11th March, 2026
Platform Engineer #1051708
Job Description:
Overview:
- Platform Engineering builds and operates shared infrastructure and paved paths that help product teams deliver securely, reliably, and quickly.
- This role leans toward cloud infrastructure, DevOps, and Site Reliability Engineering (SRE), with strong software development skills.
What you'll do - Design, build, and operate cloud infrastructure and platform capabilities (networking, compute, Kubernetes, CI/CD, secrets, certificates, identity).
- Define and improve reliability using service-level indicators (SLIs), service-level objectives (SLOs), and error budgets.
- Implement observability (metrics, logs, traces) with actionable alerting focused on user impact.
- Create self-service workflows and automation (infrastructure as code, GitOps, build/release pipelines) that reduce toil.
- Improve security and compliance through least-privilege access, secure defaults, policy-as-code, and continuous hardening.
- Participate in on-call rotation, incident response, and post-incident reviews; drive systemic fixes and runbook quality.
- Partner with application teams to improve deployability, resilience, and cost efficiency (capacity planning, autoscaling, graceful degradation).
What we're looking for Required:
- Experience operating production cloud platforms and services (e.g., GCP/AWS/Azure) with an SRE mindset.
- Strong fundamentals in Linux, networking, distributed systems, and debugging complex production issues.
- Proficiency with infrastructure as code and automation (e.g., Terraform, Helm/Kustomize, GitOps tooling).

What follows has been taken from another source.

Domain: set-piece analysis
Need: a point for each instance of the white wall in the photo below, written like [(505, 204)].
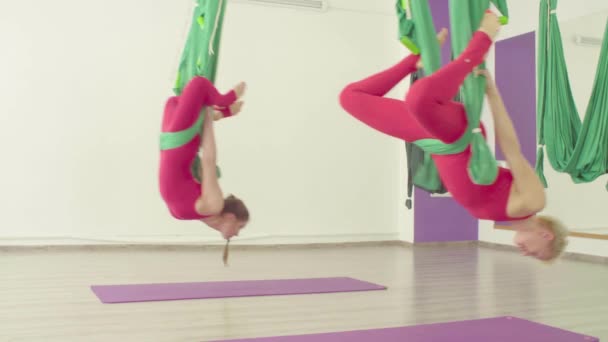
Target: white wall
[(564, 197), (81, 102)]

- Experience with containers and orchestration (Docker, Kubernetes) and modern CI/CD.
- Programming and scripting ability (e.g., Go, Python, Java, TypeScript) to build tooling and automate workflows.
- Clear communication, effective incident leadership, and a customer-focused approach to platform work.
Preferred: - Experience defining SLIs/SLOs and implementing SLO-based alerting and dashboards.
- Observability platform experience (e.g., Prometheus/Grafana, OpenTelemetry, centralized logging).
- Policy-as-code and supply chain security (e.g., OPA/Rego, SLSA concepts, SBOMs, artifact signing).
- Experience building golden paths (container images, templates, reference architectures, paved pipelines) adopted by multiple teams.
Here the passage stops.